Shulou(Shulou.com)05/31 Report--

The editor will share with you how to use the rewriting scope of the analysis function to judge the self-correlation query. I hope you will get something after reading this article. Let's discuss it together.

Preface

Recently, we have encountered a problem that the inefficiency of a single SQL leads to a high overall running load of the database.

Analyzing and locating the main load of the database is the process caused by this statement is relatively simple, through the AWR report can be relatively easy to complete the location, I will not repeat it here.

Now take a look directly at the SQL statement that caused the performance problem. The corresponding SQL REPORT statistics are as follows:

Stat NameStatement TotalPer Execution% Snap TotalElapsed Time (ms) 363, 741363740.788. 42 CPU Time (ms) 362, 770362770.008. 81Executions1Buffer Gets756756.000.00Disk Reads00.000.00Parse Calls11.000.01Rows50,82550825.00User Imax O Wait Time (ms) 0

Cluster Wait Time (ms) 0Application Wait Time (ms) 0Concurrency Wait Time (ms) 0Invalidations0Version Count1Sharable Mem (KB) 28

From the performance index of SQL, it takes about 6 minutes for a single execution, processes more than 50, 000 records, and the logicality is only 756, which mainly consumes time on CPU. There is a doubt here, however, that logical reading is so low and CPU time is so high, so where is all this CPU consumed?
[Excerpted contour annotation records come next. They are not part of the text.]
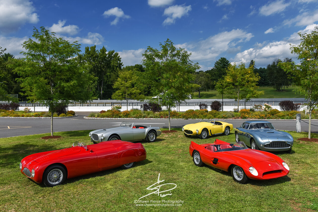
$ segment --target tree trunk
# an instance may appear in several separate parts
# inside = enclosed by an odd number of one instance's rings
[[[168,118],[169,119],[169,131],[170,131],[170,106],[168,106]]]
[[[51,136],[53,136],[53,111],[51,111]]]

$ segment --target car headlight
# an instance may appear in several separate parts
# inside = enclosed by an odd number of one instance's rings
[[[287,169],[287,170],[289,170],[289,168],[288,167],[288,165],[286,164],[286,163],[285,162],[283,162],[283,166],[285,168]]]
[[[257,176],[258,175],[258,173],[257,172],[257,171],[253,167],[251,167],[249,168],[248,170],[251,172],[251,173],[254,176]]]

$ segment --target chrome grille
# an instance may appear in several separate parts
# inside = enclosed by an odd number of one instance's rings
[[[31,172],[30,170],[28,169],[27,168],[24,168],[23,169],[23,172],[25,174],[25,175],[28,176],[29,177],[31,177]]]
[[[93,138],[93,140],[98,141],[98,135],[97,134],[92,134],[92,137]]]
[[[264,147],[272,149],[287,148],[290,147],[290,144],[286,141],[273,141],[264,145]]]
[[[193,133],[192,131],[189,130],[184,130],[184,132],[186,134],[189,134],[189,135],[192,135]]]

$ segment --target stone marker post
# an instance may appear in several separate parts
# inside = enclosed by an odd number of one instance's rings
[[[296,132],[300,133],[301,132],[300,127],[300,113],[296,114]]]

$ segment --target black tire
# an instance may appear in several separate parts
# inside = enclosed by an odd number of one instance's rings
[[[233,166],[232,167],[231,174],[234,181],[239,183],[244,184],[248,179],[243,169],[238,166]]]
[[[228,135],[230,134],[230,131],[231,131],[231,129],[230,127],[227,127],[224,129],[224,132],[223,133],[223,134],[224,135]]]
[[[203,162],[201,160],[201,157],[200,156],[200,153],[196,150],[193,151],[193,162],[194,165],[197,166],[201,167],[203,165]]]
[[[157,135],[153,131],[150,131],[147,134],[146,139],[148,142],[154,142],[157,139]]]
[[[43,174],[43,182],[48,187],[60,185],[66,179],[65,169],[59,165],[53,165],[46,168]]]
[[[135,162],[132,162],[132,163],[129,163],[124,164],[121,166],[121,168],[123,169],[127,169],[128,168],[130,168],[133,167],[135,165]]]
[[[240,141],[239,138],[238,138],[238,133],[235,132],[235,141],[237,142]]]
[[[112,135],[109,137],[108,140],[120,140],[120,138],[117,135]]]
[[[256,142],[255,142],[255,140],[252,138],[251,140],[251,148],[253,149],[259,150],[259,148],[257,146],[257,144],[256,144]]]
[[[209,133],[206,130],[202,130],[201,131],[201,134],[200,134],[200,138],[201,139],[204,139],[206,138],[209,135]]]

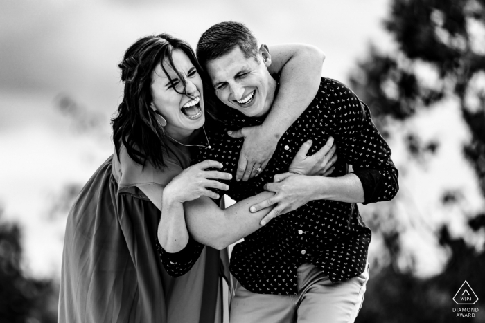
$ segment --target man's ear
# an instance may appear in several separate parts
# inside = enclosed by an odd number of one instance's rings
[[[265,44],[262,44],[259,47],[259,53],[263,57],[263,62],[265,66],[268,67],[271,65],[271,55],[270,54],[270,48]]]
[[[152,103],[150,104],[150,107],[152,108],[152,110],[154,111],[157,111],[157,108],[155,107],[155,104],[153,103],[153,101],[152,101]]]

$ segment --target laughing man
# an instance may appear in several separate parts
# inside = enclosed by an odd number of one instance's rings
[[[245,26],[223,22],[202,35],[197,55],[227,107],[220,108],[224,130],[208,132],[213,148],[201,149],[194,162],[218,160],[222,172],[235,174],[243,139],[227,132],[261,124],[271,109],[279,91],[267,68],[271,55]],[[312,140],[312,154],[330,136],[339,152],[333,177],[285,173],[303,142]],[[398,190],[391,150],[367,106],[344,84],[322,77],[264,172],[247,181],[233,178],[221,196],[240,201],[265,190],[276,194],[252,207],[273,209],[264,226],[234,247],[230,269],[238,284],[231,322],[353,322],[369,277],[371,241],[356,203],[388,201]]]

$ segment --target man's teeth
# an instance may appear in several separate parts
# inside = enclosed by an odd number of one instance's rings
[[[187,103],[184,104],[184,106],[182,106],[182,108],[184,108],[184,109],[185,108],[190,108],[191,107],[194,106],[194,105],[197,104],[197,103],[199,103],[199,101],[200,101],[200,98],[197,96],[195,99],[191,100]]]
[[[247,95],[244,99],[237,100],[236,101],[238,101],[238,103],[240,103],[241,104],[245,104],[247,103],[248,102],[249,102],[249,100],[253,98],[254,95],[254,91],[253,91],[252,92],[251,92],[249,93],[249,95]]]

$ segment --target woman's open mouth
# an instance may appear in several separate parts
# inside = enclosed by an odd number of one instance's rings
[[[202,116],[202,109],[200,108],[200,97],[197,97],[195,99],[191,100],[187,103],[184,104],[181,110],[182,113],[189,119],[198,119]]]
[[[254,100],[254,96],[256,95],[256,90],[253,90],[249,94],[242,98],[241,100],[236,100],[236,101],[242,106],[249,105],[251,102]]]

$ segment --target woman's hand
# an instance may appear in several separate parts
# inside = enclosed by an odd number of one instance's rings
[[[247,181],[261,174],[273,156],[278,145],[278,138],[267,133],[262,124],[245,127],[236,131],[229,131],[232,138],[244,138],[239,154],[236,180]],[[261,168],[258,172],[256,169]]]
[[[204,160],[187,167],[174,177],[164,190],[164,198],[174,202],[184,203],[200,196],[219,199],[219,194],[207,190],[215,188],[227,191],[229,185],[216,180],[229,180],[232,175],[218,171],[206,171],[207,168],[222,168],[222,164],[214,160]]]
[[[325,145],[312,156],[306,156],[312,147],[312,140],[305,142],[290,165],[288,172],[300,175],[328,176],[333,172],[337,161],[336,146],[333,138],[329,137]],[[276,178],[276,177],[275,177]]]
[[[312,201],[313,187],[310,181],[311,176],[279,174],[274,176],[274,183],[266,184],[264,187],[267,191],[274,192],[274,196],[252,206],[249,210],[255,212],[277,204],[260,222],[264,225],[274,217],[297,210]]]

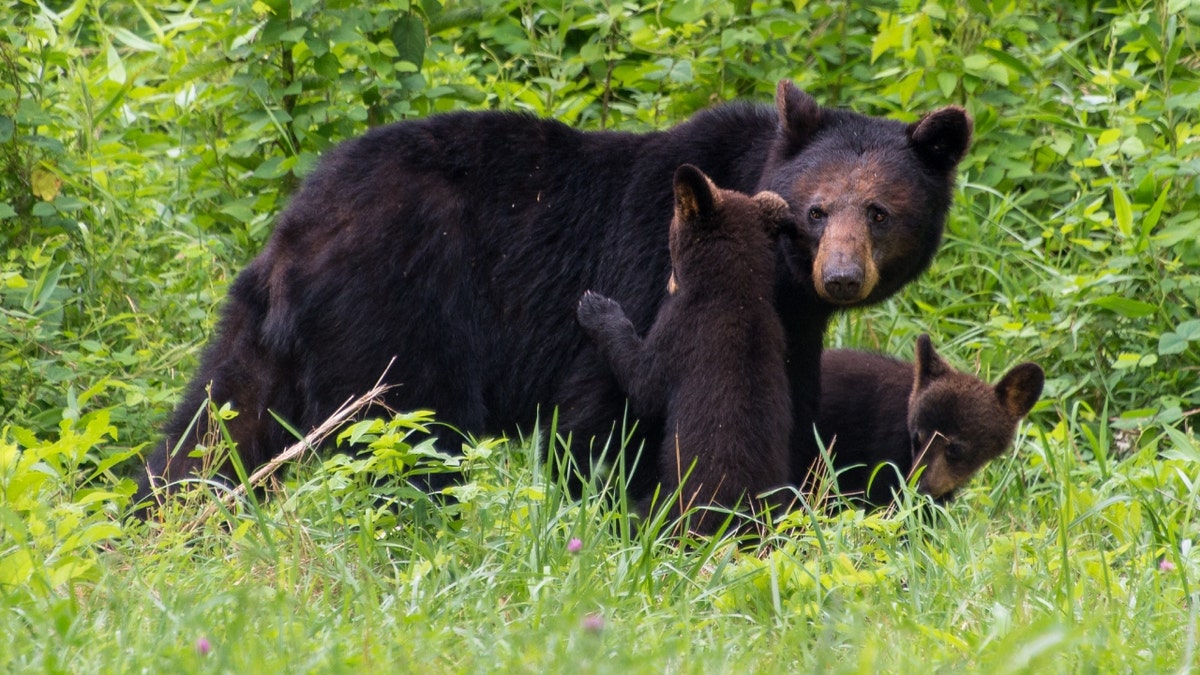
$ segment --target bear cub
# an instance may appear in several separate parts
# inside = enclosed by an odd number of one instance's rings
[[[631,411],[666,418],[658,460],[672,514],[758,512],[758,496],[788,479],[787,345],[773,297],[775,240],[796,225],[774,192],[721,190],[691,165],[676,171],[674,199],[670,294],[646,338],[617,301],[590,291],[578,321]],[[700,512],[689,526],[708,534],[724,521]]]
[[[913,364],[827,350],[817,430],[834,467],[846,467],[838,474],[844,495],[886,506],[902,477],[922,470],[920,492],[946,502],[1004,453],[1044,381],[1040,366],[1022,363],[992,387],[946,363],[929,335],[917,339]]]

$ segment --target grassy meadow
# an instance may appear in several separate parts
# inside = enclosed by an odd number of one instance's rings
[[[956,501],[694,540],[632,527],[619,476],[571,500],[539,430],[448,456],[406,411],[265,498],[130,518],[324,150],[456,109],[664,129],[782,78],[974,118],[932,268],[828,336],[1043,365]],[[1194,0],[0,0],[0,670],[1194,671],[1198,173]],[[454,500],[404,480],[431,471]]]

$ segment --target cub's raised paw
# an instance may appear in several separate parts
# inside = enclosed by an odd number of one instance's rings
[[[622,311],[620,304],[617,300],[606,298],[594,291],[587,291],[580,298],[577,313],[580,325],[589,330],[596,330],[608,322],[625,318],[625,312]]]

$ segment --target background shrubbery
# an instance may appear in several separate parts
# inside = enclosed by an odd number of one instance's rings
[[[778,5],[0,2],[0,664],[1194,664],[1200,4]],[[830,335],[1046,368],[1015,455],[934,526],[797,514],[760,555],[665,548],[520,442],[470,441],[460,502],[432,504],[384,478],[424,418],[265,506],[121,520],[232,276],[330,145],[451,109],[661,129],[781,78],[974,115],[934,268]]]

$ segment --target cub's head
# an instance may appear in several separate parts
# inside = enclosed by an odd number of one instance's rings
[[[683,165],[676,169],[674,198],[671,293],[714,275],[773,280],[774,240],[796,231],[787,202],[779,195],[751,197],[721,190],[698,168]]]
[[[860,305],[929,267],[971,144],[966,110],[949,106],[904,124],[822,108],[787,80],[775,107],[779,131],[760,189],[796,214],[798,237],[785,253],[797,285],[833,305]]]
[[[947,500],[1013,442],[1016,425],[1038,396],[1045,376],[1034,363],[1014,366],[995,387],[950,368],[929,335],[917,340],[908,434],[919,489]]]

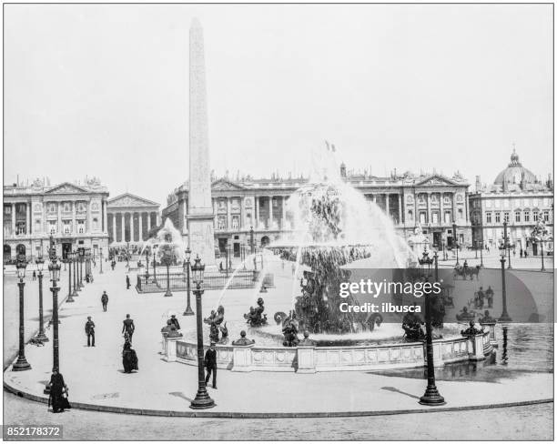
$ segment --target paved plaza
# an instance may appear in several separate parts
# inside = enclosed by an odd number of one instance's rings
[[[132,282],[135,276],[132,275]],[[273,306],[278,289],[265,296],[266,306]],[[189,403],[197,391],[197,367],[162,359],[160,328],[170,311],[177,313],[184,330],[193,329],[195,317],[183,317],[186,296],[175,293],[139,295],[126,289],[124,265],[115,271],[96,275],[93,284],[73,304],[64,304],[60,315],[60,368],[70,388],[75,407],[107,411],[152,413],[157,415],[222,417],[370,415],[411,412],[432,409],[461,409],[497,404],[511,405],[552,399],[552,374],[523,373],[497,381],[439,381],[438,388],[447,400],[442,408],[418,404],[426,381],[419,378],[383,376],[366,371],[324,372],[313,375],[296,373],[237,373],[218,370],[218,389],[208,388],[217,407],[194,412]],[[102,311],[100,295],[109,295],[108,310]],[[6,289],[5,289],[5,291]],[[253,305],[258,293],[253,289],[229,290],[221,299],[220,291],[208,291],[203,297],[204,317],[220,300],[228,319],[240,318]],[[195,304],[193,304],[195,308]],[[277,306],[279,307],[279,306]],[[269,313],[272,311],[268,310]],[[129,313],[136,324],[134,348],[139,358],[139,371],[123,373],[121,349],[122,320]],[[84,325],[92,316],[96,325],[96,347],[87,348]],[[208,328],[205,328],[205,335]],[[52,339],[52,332],[47,336]],[[235,339],[236,338],[231,338]],[[52,340],[45,347],[28,345],[25,354],[32,369],[5,373],[10,390],[25,393],[46,401],[45,383],[52,368]],[[433,417],[431,418],[432,420]]]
Of course, the answer to this question cannot be found in the statistics of SQL, so let's take a look at the implementation plan of SQL:

IdOperationNameRowsBytesTempSpcCost (% CPU) Time0SELECT STATEMENT

1226 1SORT ORDER BY493793375K3888K1226 (2) 00:00:052HASH JOIN ANTI493793375K2272K401 (3) 00:00:023TABLE ACCESS FULLT_NUM493791687K88 (4) 00:00:014TABLE ACCESS FULLT_NUM493791687K88 (4) 00:00:01

From the point of view of the execution plan, Oracle chose both tables of HASH JOIN ANTI,JOIN to be T_NUM, and both used full table scans, and no index was selected. Only by implementing the plan, we can only get the above conclusion, as to why the index is not selected and why it takes too long to execute, further analysis is needed.

After a simple decryption and rewriting of the original SQL, the SQL text is similar to the following:

SELECT BEGIN, END, ROWID, LENGTH (BEGIN) FROM T_NUM AWHERE NOT EXISTS (SELECT 1FROM T_NUM BWHERE B.BEGIN = A.ENDAND B.ROWID! = A.ROWIDAND LENGTH (B.BEGIN) = LENGTH (A.BEGIN))

If you analyze the SQL statement, you will find that this is a self-associated statement. Under the premise that the length of the BEGIN field is equal, you want to find out which records do not have a BEGIN smaller than the current record BEGIN and a larger END than the current record END.

To put it simply, the records in the table represent the range from the beginning of the BEGIN to the end of the END, so the result you want to get now is to find out which ranges are not included in the range. It is important to note that for the current SQL logic, if there are two records with exactly the same scope, both records will eventually be discarded.

The logic of the business is not particularly complex, but to compare a record with other records, most of the method is self-correlation, and in this self-association, there are both greater than or equal to and less than equal to, and the only association condition equal to comes from the comparison of the length of the range segment BEGIN.

Obviously, if it is a comparison of the range segment itself, the selection is generally good, but if you just compare its length, it is undoubtedly easy to produce a lot of repetition, such as in this example:

SQL > select length (begin), count (*) from t_num group by length (begin) order by 2 desc; LENGTH (BEGIN) COUNT (*)-12 2209611 901113 899914 818616 499 458 417 27

A large number of duplicate data appear in the range of length 11 to 14. In this case, the only equivalent judgment condition LENGTH (BEGIN) is very inefficient. According to this equivalent condition, a record will be associated with nearly 10,000 records and set to more than 20,000 records. Obviously, a large number of practices are consumed in the inefficient connection process.

Take a look at the specific SQL statement, you will find that there is almost no way to build an index, because the selection of LENGTH (BEGIN) is very look-up, while other conditions are unequal queries, the selection will not be good, even if the index is established and the selection index is enforced, the efficiency will not be good.

So if you want to continue to optimize the SQL, there is only one way, and that is to rewrite the SQL. For the self-association query, the best rewriting method is to use the analysis function, whose strong row-level processing ability can obtain the relationship between a record and other records in a scan process, thus eliminating the necessity of self-correlation.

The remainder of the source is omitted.